SupertonicTTS-3 — CoreML FP16 (Apple Neural Engine)

Mixed-precision CoreML export of Supertonic-3's four non-autoregressive flow-matching graphs, tuned for Apple Neural Engine residency on iOS 18+ / macOS 15+. The precision split was chosen by measured end-to-end SNR — flow-matching is an ODE and its trajectory is precision-sensitive, so the graphs that drive it stay FP32:

TextEncoder + VectorEstimator → FP32 (drive the ODE trajectory; the vector-estimator is ANE-ineligible regardless of precision).
Vocoder + DurationPredictor → FP16 (the vocoder is single-shot and the 100%-ANE win).

Controlled shared-noise A/B vs the FP32 reference: mag-STFT SNR 47–51 dB (en/de/ko), max|Δ| 6e-3 — transparent. Full-FP16-everything instead drops to ~24 dB through ODE trajectory divergence (not degradation) — this mixed split keeps measurable fidelity while still putting the vocoder on the ANE. **189 MB** vs ~380 MB for FP32.

This repo is self-contained: the four .mlpackage graphs + the G2P-free tokenizer assets (tts.json, unicode_indexer.json) + voice_styles/. The host runs the flow-matching ODE loop (vector_estimator ×total_step); the graphs contain no control flow.

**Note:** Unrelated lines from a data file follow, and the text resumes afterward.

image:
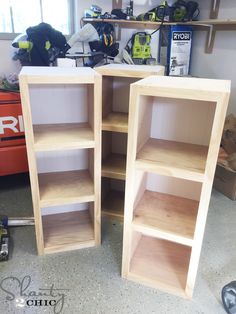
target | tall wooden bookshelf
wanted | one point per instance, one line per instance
(175, 127)
(116, 80)
(62, 118)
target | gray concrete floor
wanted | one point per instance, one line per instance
(93, 275)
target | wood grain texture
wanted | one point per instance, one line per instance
(116, 122)
(57, 75)
(169, 217)
(113, 205)
(68, 187)
(160, 264)
(114, 166)
(183, 88)
(127, 70)
(63, 136)
(182, 160)
(29, 136)
(67, 231)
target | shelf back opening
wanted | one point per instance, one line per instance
(65, 177)
(115, 103)
(159, 263)
(113, 193)
(166, 207)
(60, 103)
(175, 132)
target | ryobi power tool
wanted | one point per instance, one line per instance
(140, 49)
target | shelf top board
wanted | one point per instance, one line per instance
(57, 75)
(181, 85)
(130, 70)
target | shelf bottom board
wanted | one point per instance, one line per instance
(160, 264)
(113, 205)
(166, 214)
(116, 122)
(67, 231)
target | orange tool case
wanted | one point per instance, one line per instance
(13, 157)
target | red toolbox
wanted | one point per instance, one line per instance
(13, 157)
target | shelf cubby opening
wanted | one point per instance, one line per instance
(113, 192)
(65, 177)
(114, 147)
(62, 116)
(166, 207)
(68, 227)
(159, 263)
(174, 135)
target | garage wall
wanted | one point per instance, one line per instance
(219, 64)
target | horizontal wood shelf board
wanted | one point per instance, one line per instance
(180, 85)
(63, 136)
(57, 188)
(58, 75)
(153, 25)
(113, 204)
(70, 247)
(160, 261)
(114, 166)
(130, 70)
(115, 121)
(61, 230)
(168, 213)
(187, 158)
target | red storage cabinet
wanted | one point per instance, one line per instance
(13, 157)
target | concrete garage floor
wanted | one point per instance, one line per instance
(93, 275)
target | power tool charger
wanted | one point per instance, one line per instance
(140, 49)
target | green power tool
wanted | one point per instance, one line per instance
(140, 47)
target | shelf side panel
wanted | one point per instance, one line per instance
(29, 135)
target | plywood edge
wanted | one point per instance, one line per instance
(157, 285)
(69, 247)
(156, 233)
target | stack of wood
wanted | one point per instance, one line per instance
(227, 154)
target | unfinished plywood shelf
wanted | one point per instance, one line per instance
(181, 160)
(58, 188)
(175, 127)
(116, 80)
(63, 136)
(114, 166)
(155, 260)
(115, 121)
(68, 231)
(62, 118)
(166, 216)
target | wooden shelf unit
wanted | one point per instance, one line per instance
(68, 231)
(175, 127)
(116, 79)
(62, 118)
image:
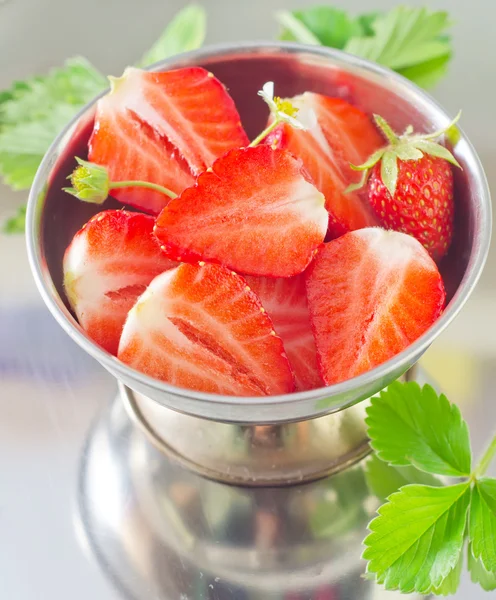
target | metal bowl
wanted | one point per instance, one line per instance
(53, 217)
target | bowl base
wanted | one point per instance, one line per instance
(255, 455)
(159, 529)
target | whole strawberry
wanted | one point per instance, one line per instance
(410, 187)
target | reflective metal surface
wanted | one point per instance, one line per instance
(159, 531)
(53, 217)
(259, 455)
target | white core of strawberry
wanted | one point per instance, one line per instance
(129, 94)
(90, 279)
(395, 249)
(308, 205)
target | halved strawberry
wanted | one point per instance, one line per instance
(254, 211)
(371, 293)
(200, 327)
(164, 128)
(108, 264)
(342, 134)
(285, 300)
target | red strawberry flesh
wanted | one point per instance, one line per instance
(285, 300)
(423, 204)
(371, 293)
(343, 134)
(200, 327)
(164, 128)
(108, 264)
(255, 211)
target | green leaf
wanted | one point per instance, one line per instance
(418, 536)
(389, 171)
(34, 112)
(409, 425)
(185, 32)
(366, 22)
(479, 574)
(383, 479)
(73, 85)
(330, 26)
(16, 223)
(450, 584)
(295, 30)
(482, 528)
(428, 73)
(407, 37)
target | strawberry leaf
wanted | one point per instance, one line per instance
(294, 29)
(389, 171)
(428, 147)
(417, 539)
(185, 32)
(409, 40)
(383, 479)
(409, 425)
(326, 25)
(479, 574)
(451, 582)
(483, 523)
(408, 152)
(33, 113)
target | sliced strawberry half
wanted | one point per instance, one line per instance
(164, 128)
(255, 211)
(200, 327)
(342, 134)
(371, 293)
(108, 264)
(285, 300)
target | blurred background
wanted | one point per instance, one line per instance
(50, 391)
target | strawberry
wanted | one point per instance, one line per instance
(371, 293)
(341, 134)
(108, 264)
(200, 327)
(285, 301)
(164, 128)
(255, 211)
(411, 187)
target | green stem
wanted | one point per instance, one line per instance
(264, 133)
(152, 186)
(386, 129)
(486, 459)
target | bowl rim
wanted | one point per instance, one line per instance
(406, 357)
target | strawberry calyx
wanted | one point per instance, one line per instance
(282, 110)
(91, 183)
(406, 146)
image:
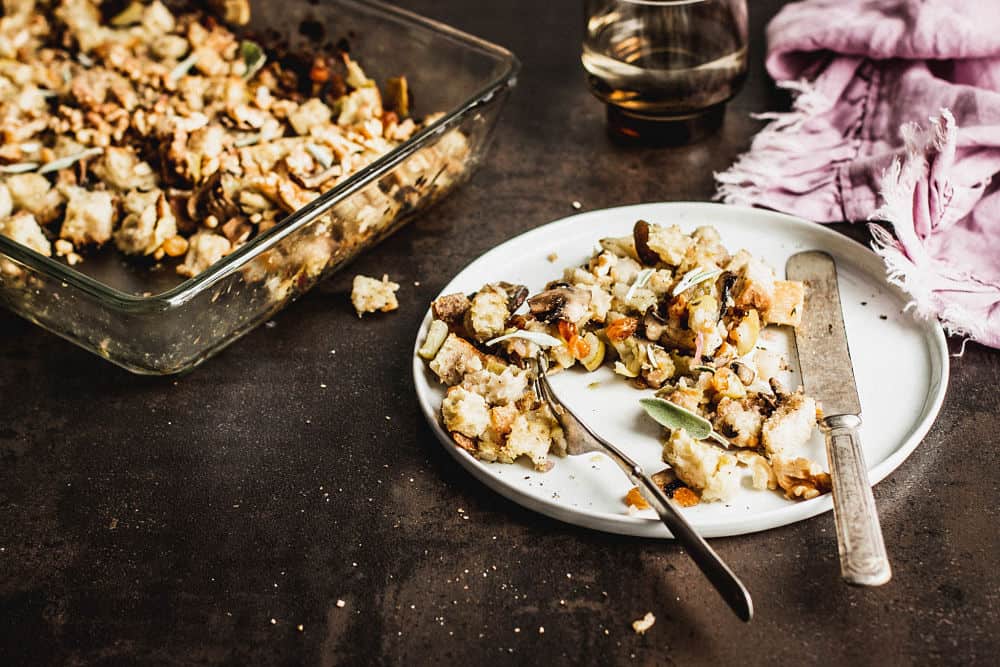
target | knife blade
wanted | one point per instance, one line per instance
(828, 376)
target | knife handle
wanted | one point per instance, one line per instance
(863, 559)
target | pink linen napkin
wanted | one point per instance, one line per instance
(896, 118)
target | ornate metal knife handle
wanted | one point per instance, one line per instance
(863, 559)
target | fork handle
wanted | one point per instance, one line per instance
(725, 581)
(863, 559)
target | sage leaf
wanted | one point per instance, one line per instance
(18, 167)
(253, 56)
(694, 277)
(674, 417)
(536, 337)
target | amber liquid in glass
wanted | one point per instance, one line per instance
(664, 68)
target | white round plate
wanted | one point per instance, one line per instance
(901, 366)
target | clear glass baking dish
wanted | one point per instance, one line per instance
(154, 322)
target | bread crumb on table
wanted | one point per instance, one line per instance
(369, 295)
(645, 623)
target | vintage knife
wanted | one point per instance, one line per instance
(827, 373)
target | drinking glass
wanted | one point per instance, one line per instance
(665, 68)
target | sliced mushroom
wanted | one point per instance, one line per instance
(561, 303)
(647, 255)
(745, 373)
(516, 295)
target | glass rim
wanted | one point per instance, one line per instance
(663, 3)
(191, 287)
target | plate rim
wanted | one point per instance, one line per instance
(646, 526)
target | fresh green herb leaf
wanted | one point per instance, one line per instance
(674, 416)
(253, 56)
(640, 281)
(536, 337)
(650, 354)
(70, 160)
(129, 16)
(694, 277)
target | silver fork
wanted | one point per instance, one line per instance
(581, 439)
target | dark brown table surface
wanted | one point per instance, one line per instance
(219, 517)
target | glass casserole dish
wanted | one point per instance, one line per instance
(153, 322)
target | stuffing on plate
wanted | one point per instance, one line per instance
(167, 136)
(668, 310)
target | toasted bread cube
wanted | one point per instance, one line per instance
(465, 412)
(786, 306)
(701, 466)
(454, 359)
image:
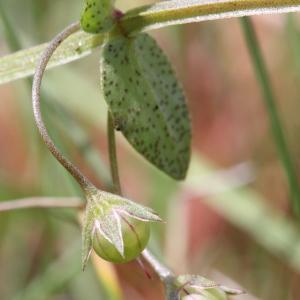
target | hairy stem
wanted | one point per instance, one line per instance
(163, 272)
(158, 15)
(270, 104)
(41, 202)
(113, 154)
(36, 89)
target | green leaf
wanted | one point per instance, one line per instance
(22, 64)
(175, 12)
(204, 288)
(97, 15)
(147, 102)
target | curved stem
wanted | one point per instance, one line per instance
(41, 202)
(164, 273)
(36, 89)
(113, 154)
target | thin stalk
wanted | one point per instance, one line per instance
(163, 272)
(270, 104)
(113, 160)
(41, 202)
(157, 15)
(36, 89)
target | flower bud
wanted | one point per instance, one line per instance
(116, 228)
(135, 234)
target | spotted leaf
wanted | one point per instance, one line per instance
(147, 102)
(97, 16)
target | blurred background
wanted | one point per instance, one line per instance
(230, 220)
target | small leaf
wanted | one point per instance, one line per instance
(147, 102)
(97, 16)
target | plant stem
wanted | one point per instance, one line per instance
(163, 272)
(158, 15)
(41, 202)
(166, 13)
(113, 160)
(36, 87)
(165, 275)
(270, 104)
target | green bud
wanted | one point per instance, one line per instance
(116, 228)
(135, 234)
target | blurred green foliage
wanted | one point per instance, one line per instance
(241, 228)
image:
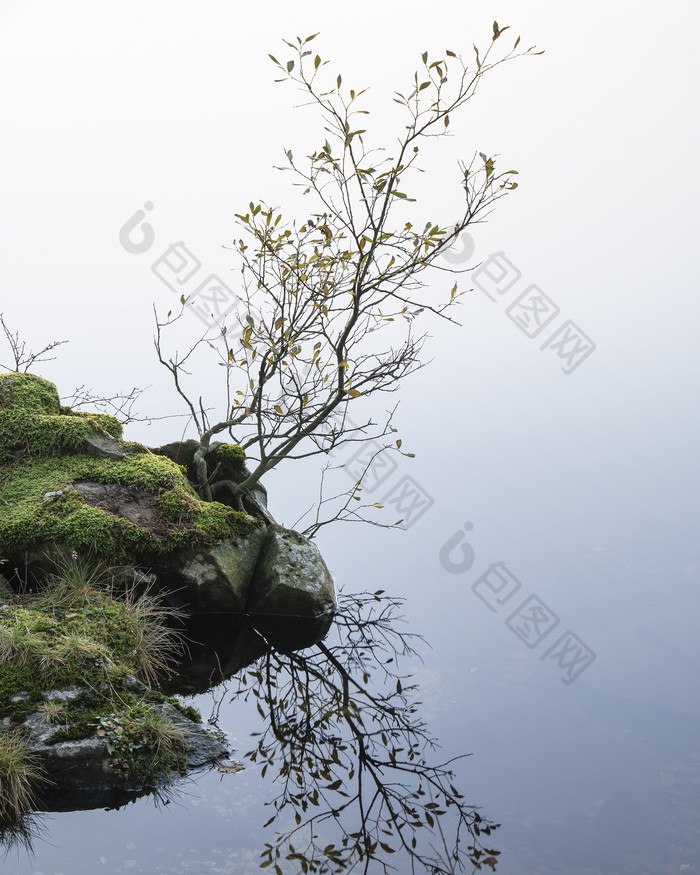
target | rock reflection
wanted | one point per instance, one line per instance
(358, 781)
(345, 743)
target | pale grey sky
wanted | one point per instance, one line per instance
(108, 106)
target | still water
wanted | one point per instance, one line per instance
(595, 776)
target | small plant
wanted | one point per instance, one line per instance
(142, 743)
(18, 777)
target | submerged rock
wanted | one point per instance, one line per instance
(90, 763)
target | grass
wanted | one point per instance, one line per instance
(19, 775)
(86, 629)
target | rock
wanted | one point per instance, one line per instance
(86, 763)
(215, 579)
(72, 488)
(292, 598)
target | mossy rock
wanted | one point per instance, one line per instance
(66, 479)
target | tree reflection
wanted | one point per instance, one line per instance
(352, 755)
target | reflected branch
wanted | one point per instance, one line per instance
(352, 755)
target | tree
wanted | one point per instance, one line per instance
(330, 304)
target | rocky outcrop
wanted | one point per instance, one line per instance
(69, 483)
(71, 487)
(89, 762)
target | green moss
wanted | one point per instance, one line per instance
(28, 392)
(75, 634)
(100, 421)
(28, 519)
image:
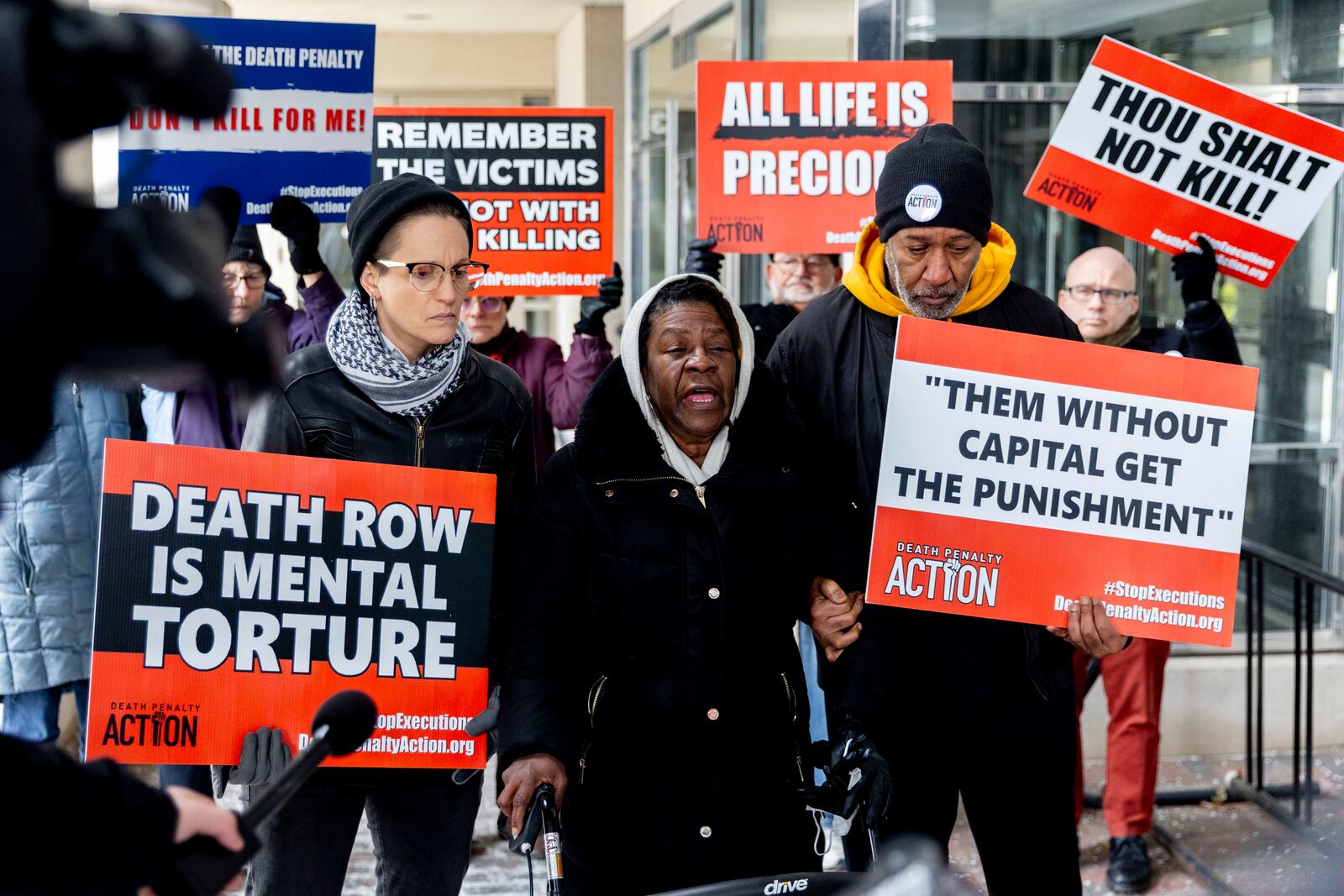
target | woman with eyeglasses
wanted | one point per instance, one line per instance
(558, 385)
(396, 382)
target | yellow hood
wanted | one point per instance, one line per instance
(867, 280)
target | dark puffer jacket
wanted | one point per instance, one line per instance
(652, 649)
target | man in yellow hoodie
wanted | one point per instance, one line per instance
(948, 705)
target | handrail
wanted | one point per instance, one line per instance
(1304, 571)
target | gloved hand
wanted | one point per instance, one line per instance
(857, 773)
(1196, 273)
(264, 757)
(701, 258)
(296, 221)
(484, 723)
(593, 308)
(228, 204)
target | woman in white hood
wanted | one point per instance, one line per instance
(652, 673)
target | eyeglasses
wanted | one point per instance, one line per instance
(255, 281)
(428, 275)
(488, 304)
(1108, 296)
(813, 265)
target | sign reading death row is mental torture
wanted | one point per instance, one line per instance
(239, 590)
(300, 121)
(538, 183)
(1163, 155)
(790, 152)
(1021, 473)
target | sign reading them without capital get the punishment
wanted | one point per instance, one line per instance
(239, 590)
(537, 183)
(1021, 473)
(790, 152)
(1162, 155)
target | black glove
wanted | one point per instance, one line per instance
(296, 221)
(593, 308)
(264, 757)
(228, 204)
(1196, 273)
(701, 258)
(857, 773)
(486, 723)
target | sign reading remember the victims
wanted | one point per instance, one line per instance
(239, 590)
(537, 181)
(1162, 155)
(790, 152)
(1021, 473)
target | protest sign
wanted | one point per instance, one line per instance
(239, 590)
(300, 121)
(1160, 154)
(538, 183)
(790, 152)
(1021, 473)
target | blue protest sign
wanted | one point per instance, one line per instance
(300, 121)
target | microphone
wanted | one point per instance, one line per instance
(201, 867)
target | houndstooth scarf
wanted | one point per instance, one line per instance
(382, 372)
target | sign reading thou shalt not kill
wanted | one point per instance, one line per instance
(1163, 155)
(1021, 473)
(239, 590)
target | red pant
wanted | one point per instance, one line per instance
(1133, 680)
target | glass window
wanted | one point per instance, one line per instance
(810, 29)
(1247, 42)
(651, 71)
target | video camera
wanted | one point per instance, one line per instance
(118, 291)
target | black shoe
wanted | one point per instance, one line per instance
(1129, 869)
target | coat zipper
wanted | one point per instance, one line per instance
(595, 694)
(793, 714)
(699, 490)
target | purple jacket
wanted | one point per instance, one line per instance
(558, 387)
(213, 414)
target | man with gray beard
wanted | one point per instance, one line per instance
(948, 705)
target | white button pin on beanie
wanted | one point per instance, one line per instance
(924, 202)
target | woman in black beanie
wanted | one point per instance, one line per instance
(396, 383)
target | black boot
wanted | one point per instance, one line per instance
(1129, 869)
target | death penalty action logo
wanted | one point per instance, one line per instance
(924, 202)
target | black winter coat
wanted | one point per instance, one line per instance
(120, 829)
(768, 322)
(652, 651)
(835, 362)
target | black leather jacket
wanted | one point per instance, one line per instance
(483, 426)
(835, 363)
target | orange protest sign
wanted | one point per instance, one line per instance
(1162, 155)
(537, 181)
(239, 590)
(790, 152)
(1021, 473)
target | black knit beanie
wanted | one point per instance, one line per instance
(380, 207)
(246, 248)
(934, 179)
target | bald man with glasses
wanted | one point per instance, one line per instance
(1100, 296)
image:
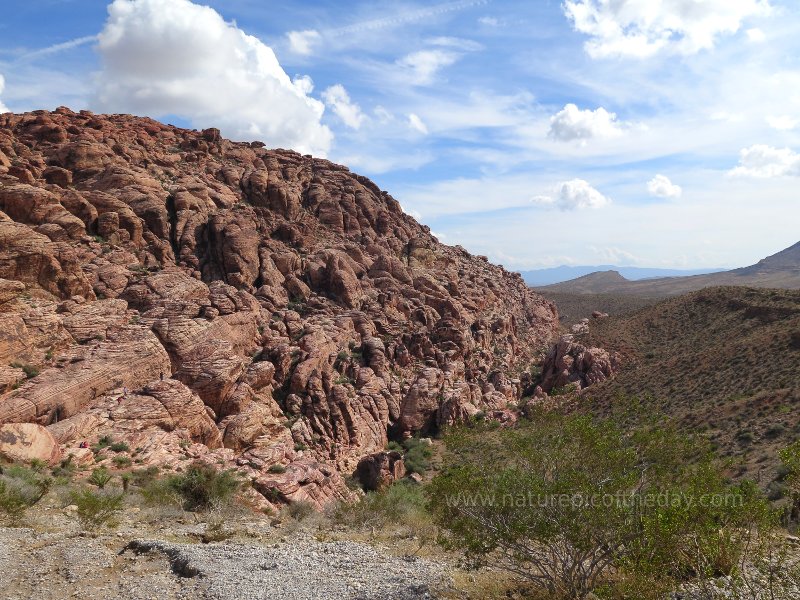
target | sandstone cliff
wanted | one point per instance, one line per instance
(198, 297)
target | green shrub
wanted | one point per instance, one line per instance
(569, 503)
(65, 470)
(21, 488)
(401, 503)
(100, 477)
(202, 487)
(299, 511)
(121, 461)
(142, 477)
(97, 508)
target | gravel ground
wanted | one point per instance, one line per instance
(302, 570)
(57, 566)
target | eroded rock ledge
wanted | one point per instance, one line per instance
(198, 297)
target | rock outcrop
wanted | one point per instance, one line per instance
(27, 442)
(572, 364)
(201, 298)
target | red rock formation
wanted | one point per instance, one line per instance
(296, 315)
(571, 363)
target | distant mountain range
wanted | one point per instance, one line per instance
(538, 277)
(781, 270)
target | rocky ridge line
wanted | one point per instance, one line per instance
(200, 298)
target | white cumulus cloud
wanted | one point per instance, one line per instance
(572, 123)
(661, 187)
(572, 195)
(765, 161)
(337, 98)
(303, 42)
(174, 57)
(3, 107)
(423, 65)
(642, 28)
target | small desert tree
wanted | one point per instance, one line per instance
(569, 503)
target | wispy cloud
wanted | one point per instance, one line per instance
(57, 48)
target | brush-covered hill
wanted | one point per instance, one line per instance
(724, 361)
(781, 270)
(196, 298)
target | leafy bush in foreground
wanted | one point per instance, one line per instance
(21, 488)
(97, 508)
(573, 504)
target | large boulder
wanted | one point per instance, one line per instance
(24, 442)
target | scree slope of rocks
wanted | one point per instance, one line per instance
(193, 296)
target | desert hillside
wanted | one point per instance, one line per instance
(781, 270)
(722, 361)
(199, 298)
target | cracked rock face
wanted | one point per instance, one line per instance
(194, 296)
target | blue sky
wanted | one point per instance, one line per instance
(657, 133)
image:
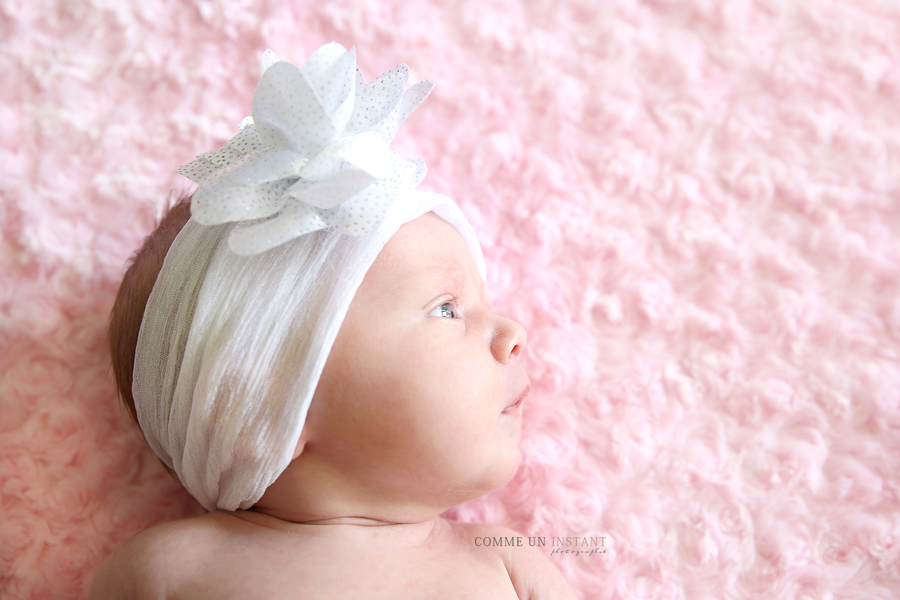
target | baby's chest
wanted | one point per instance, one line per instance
(370, 574)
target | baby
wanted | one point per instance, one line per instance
(310, 348)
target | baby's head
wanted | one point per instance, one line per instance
(336, 370)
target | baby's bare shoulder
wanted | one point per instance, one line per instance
(532, 573)
(151, 563)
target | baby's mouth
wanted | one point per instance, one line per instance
(518, 401)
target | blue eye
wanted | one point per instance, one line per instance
(445, 311)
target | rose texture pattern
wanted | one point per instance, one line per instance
(314, 154)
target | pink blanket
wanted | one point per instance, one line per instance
(693, 206)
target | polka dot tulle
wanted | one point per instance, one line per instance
(314, 155)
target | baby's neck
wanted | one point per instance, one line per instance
(395, 534)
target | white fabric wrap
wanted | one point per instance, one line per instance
(231, 347)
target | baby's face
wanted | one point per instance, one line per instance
(419, 394)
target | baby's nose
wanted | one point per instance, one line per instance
(508, 340)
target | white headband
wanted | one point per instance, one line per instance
(288, 218)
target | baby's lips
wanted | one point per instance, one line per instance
(520, 398)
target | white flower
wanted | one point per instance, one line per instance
(315, 154)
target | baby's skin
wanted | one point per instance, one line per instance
(418, 409)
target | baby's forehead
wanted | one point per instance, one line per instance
(424, 249)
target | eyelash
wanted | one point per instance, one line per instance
(441, 313)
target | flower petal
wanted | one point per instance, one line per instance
(362, 214)
(377, 100)
(365, 151)
(412, 98)
(197, 170)
(295, 220)
(287, 113)
(251, 188)
(331, 72)
(328, 193)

Parity reference / FP32: aufklarer/Supertonic-3-CoreML.

Other Supertonic-3 formats

Supertonic-3 — CoreML — FP32 parity reference (iOS / ANE).
Supertonic-3 — ONNX (INT8) — server / desktop (ONNX Runtime).
Supertonic-3 — LiteRT — Android / Qualcomm NPU (.tflite).

Attribution & license

Derivative of Supertone/supertonic-3 (commit 3cadd1ee6394adea1bd021217a0e650ede09a323), Supertone Inc., arXiv:2503.23108 — OpenRAIL-M (use-based restrictions carry over: no non-consensual impersonation/deepfakes, etc.).